Metadata-Version: 2.4
Name: worai
Version: 1.0.0
Summary: Add your description here
Requires-Python: >=3.11
Description-Content-Type: text/markdown
Requires-Dist: google-auth>=2.35.0
Requires-Dist: google-auth-oauthlib>=1.2.1
Requires-Dist: playwright>=1.48.0
Requires-Dist: rdflib>=7.5.0
Requires-Dist: requests>=2.32.5
Requires-Dist: tqdm>=4.67.1
Requires-Dist: typer>=0.12.5
Requires-Dist: wordlift-client>=1.133.0
Provides-Extra: dev
Requires-Dist: pytest>=8.3.4; extra == "dev"

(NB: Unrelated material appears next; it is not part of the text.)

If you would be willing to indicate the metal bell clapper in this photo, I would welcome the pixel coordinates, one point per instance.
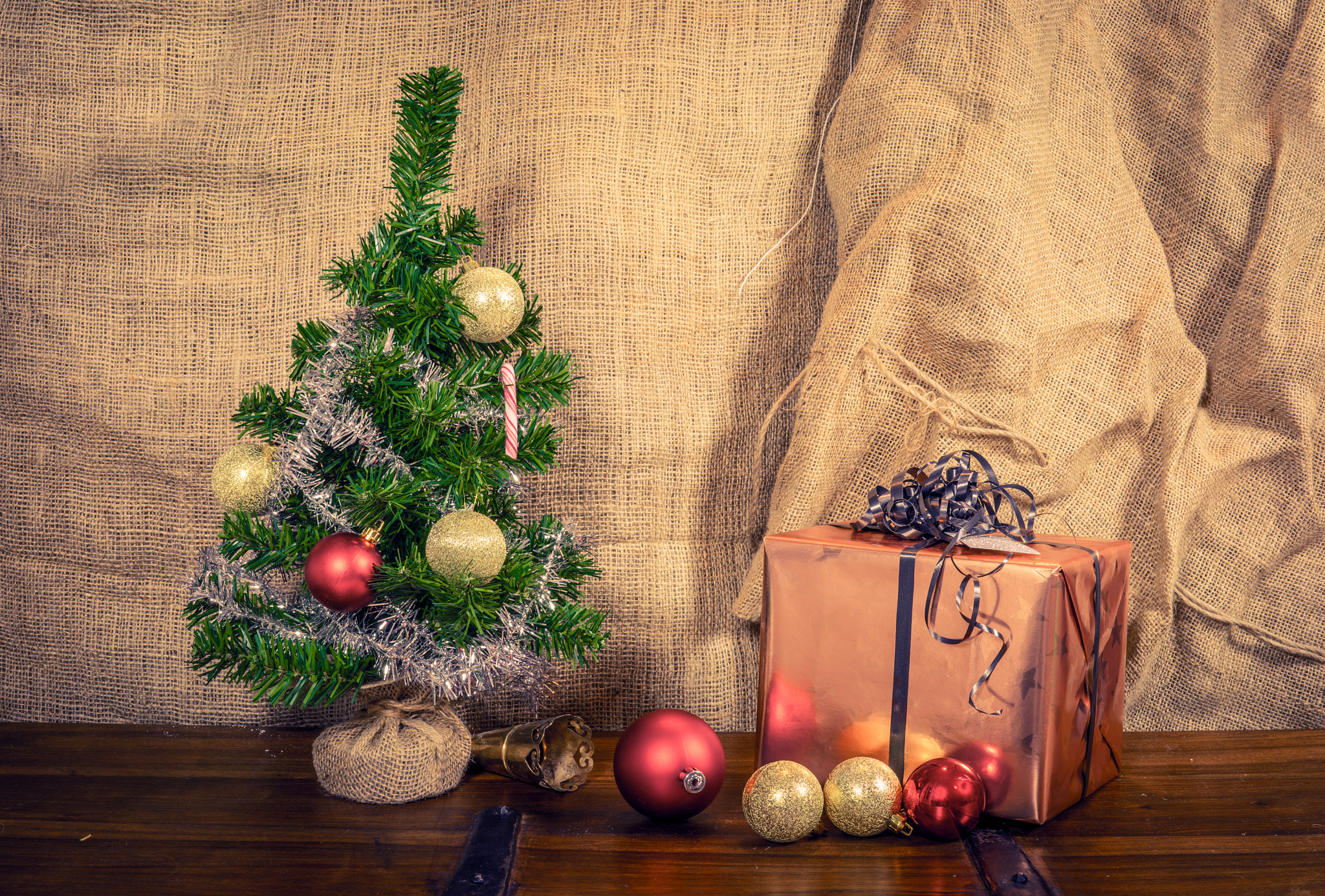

This folder contains WORAi CLI utilities.

Install
- Local: `pipx install .`
- From git: `pipx install git+<repo_url>`
- Curl installer: `curl -fsSL <install.sh_url> | bash -s -- <repo_url>`

Usage
- `worai --help`
- `worai seocheck <sitemap_url_or_path>`
- `worai google-search-console --site sc-domain:example.com --client-secrets /path/to/client_secrets.json`

Configuration
- Config file (TOML) discovery order: `--config`, `WORAI_CONFIG`, `./worai.toml`, `~/.config/worai/config.toml`, `~/.worai.toml`.
- Profiles: `[profile.<name>]` with `--profile` or `WORAI_PROFILE`.
- Common keys:
  - `wordlift.api_key`
  - `gsc.client_secrets`
  - `gsc.token`

seocheck
The `seocheck` command runs SEO checks against URLs found in a sitemap. It supports remote sitemap URLs and local sitemap files.

Usage
- `worai seocheck <sitemap_url_or_path>`

Options
- `sitemap_url`: URL or local file path to a sitemap XML (or sitemap index). Supports `.gz` files and `file://` URLs.
- `--max-urls`: Limit the number of URLs checked. Default: no limit.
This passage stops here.